Volvimos a cambiar de cazadero, más seco que el anterior, pero también con una cobertura vegetal que hacía complicado observar cualquier signo de vida entre la espesura. Ascendiendo con el todoterreno por un camino casi imposible, el guía señaló con la mano hacia el boscaje… “¡bushbuck!”, gritó de repente. Automáticamente saltamos del coche y, ya casi con el rifle encarado, apunté sobre la zona indicada. Había tanta leña que apenas distinguía la silueta del animal entre las ramas. De pronto, Juan, que lo estaba mirando con los prismáticos, susurró: “Tira, que es cojonudo”. Con las pulsaciones a 200, intenté meterlo en la cruz, pero un laberinto de troncos y ramas me tapaban al animal. No sé muy bien cómo ni por qué, pero me adelanté con el visor unos metros hasta encontrar una pequeñísima línea de tiro y esperé… Al poco apareció el bushbuck… y apreté el gatillo.
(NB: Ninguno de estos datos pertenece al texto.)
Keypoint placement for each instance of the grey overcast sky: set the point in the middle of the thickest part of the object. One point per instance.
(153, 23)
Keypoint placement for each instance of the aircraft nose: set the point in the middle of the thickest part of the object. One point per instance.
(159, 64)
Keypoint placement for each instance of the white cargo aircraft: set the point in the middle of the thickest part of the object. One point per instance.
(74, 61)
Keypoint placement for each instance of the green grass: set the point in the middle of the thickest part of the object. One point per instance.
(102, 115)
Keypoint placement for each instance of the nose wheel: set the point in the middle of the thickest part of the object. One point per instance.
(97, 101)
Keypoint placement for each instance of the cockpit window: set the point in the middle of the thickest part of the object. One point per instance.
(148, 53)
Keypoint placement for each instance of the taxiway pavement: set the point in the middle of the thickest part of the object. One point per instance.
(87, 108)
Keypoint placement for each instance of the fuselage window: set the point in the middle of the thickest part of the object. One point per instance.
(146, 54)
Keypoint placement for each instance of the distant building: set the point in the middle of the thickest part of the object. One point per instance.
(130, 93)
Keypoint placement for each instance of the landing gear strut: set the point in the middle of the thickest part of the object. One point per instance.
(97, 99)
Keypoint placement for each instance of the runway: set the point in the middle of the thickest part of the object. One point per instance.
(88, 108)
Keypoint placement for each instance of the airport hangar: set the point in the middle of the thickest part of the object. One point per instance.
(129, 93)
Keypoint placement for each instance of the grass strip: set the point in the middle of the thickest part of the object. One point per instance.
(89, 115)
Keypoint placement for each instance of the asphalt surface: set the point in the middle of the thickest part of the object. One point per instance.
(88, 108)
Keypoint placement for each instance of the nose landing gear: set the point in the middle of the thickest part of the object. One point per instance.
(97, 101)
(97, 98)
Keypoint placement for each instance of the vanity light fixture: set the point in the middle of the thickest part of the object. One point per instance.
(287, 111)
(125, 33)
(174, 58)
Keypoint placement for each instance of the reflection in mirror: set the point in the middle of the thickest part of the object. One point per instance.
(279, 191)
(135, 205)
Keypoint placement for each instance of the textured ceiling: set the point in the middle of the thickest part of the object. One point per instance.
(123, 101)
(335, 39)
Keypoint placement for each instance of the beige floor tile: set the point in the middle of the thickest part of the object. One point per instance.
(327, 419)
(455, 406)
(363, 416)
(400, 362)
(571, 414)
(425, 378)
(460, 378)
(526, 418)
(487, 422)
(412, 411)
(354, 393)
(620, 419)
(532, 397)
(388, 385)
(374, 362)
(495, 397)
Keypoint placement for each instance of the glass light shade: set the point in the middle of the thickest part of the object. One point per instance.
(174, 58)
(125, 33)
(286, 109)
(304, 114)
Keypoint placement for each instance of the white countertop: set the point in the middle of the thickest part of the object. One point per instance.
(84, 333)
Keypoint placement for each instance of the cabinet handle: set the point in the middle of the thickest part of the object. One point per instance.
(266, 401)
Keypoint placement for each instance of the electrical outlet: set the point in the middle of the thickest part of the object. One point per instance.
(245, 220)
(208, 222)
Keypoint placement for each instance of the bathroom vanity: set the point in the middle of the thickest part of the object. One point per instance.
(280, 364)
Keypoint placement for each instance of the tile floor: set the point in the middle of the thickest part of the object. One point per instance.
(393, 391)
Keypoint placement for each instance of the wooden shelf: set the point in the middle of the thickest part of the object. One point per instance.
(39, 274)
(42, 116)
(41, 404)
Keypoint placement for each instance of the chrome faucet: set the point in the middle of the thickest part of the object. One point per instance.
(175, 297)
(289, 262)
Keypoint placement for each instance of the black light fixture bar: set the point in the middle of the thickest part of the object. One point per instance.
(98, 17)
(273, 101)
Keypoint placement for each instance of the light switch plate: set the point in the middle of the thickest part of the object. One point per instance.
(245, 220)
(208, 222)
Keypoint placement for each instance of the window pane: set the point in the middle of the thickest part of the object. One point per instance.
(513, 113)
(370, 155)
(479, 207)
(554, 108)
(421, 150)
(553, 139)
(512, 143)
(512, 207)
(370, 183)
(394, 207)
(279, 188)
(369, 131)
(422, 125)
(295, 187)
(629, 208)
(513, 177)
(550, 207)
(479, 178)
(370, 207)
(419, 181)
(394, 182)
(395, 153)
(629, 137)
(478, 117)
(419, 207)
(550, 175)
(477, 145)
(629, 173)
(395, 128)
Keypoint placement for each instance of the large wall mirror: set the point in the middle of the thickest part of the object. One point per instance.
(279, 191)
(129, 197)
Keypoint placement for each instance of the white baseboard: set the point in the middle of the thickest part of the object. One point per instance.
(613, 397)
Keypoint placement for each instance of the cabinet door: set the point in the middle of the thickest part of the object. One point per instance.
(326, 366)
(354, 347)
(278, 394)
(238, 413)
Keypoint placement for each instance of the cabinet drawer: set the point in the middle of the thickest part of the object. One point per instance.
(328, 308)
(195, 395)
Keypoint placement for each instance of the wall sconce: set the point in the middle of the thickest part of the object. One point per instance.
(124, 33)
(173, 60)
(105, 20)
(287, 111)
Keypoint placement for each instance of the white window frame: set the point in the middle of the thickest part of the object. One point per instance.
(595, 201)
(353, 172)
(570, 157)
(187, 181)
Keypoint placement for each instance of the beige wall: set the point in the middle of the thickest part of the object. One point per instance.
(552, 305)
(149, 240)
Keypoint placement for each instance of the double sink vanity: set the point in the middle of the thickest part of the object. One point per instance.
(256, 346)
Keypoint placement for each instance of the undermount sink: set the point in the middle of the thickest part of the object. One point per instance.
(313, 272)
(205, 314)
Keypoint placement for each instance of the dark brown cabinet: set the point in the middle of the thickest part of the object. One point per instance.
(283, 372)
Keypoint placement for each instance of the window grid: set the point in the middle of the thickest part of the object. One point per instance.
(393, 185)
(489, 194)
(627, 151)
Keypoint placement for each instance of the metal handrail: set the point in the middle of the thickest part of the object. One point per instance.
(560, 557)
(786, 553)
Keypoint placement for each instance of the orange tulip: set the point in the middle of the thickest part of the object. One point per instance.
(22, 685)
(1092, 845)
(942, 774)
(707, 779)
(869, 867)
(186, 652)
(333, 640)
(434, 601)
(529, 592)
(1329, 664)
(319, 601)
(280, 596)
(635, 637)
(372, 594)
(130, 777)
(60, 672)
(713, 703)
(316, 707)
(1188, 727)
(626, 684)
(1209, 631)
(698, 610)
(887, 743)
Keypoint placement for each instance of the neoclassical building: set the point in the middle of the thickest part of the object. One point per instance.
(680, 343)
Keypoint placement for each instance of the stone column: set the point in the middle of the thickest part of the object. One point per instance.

El .308 hizo su trabajo y, aunque trasera, la bala paró al bushbuck, muy tocado en la columna. Pese a que había leído que este antílope es peligroso cuando se siente herido, me acerqué a escasos metros de él sin que hiciera ademán de cargar hacia mí. Al contrario, intentaba huir arrastrando los cuartos traseros. Una bala en el codillo terminó abatiéndolo. Me acerqué hacia mi bushbuck, todavía con el tembleque propio de la ocasión, y no pude menos que asombrarme por su belleza. “¡Menudo trasto!”, comentó Juan. Antonio Mora, quitándose la gorra y descubriéndose la cabeza, me dio un apretón de mano diciéndome: “No sabes lo que acabas de cazar…”. Con la cinta métrica comenzó a medir el trofeo, siguiendo la línea “espiralada” de los cuernos: 17,5 pulgadas… Rowland War a partir de 15. En cristiano, 44 centímetros de la base a la punta del cuerno más largo. Un gran trofeo de uno de los antílopes más bellos de África. Y un “jeroglífico” por fin descifrado.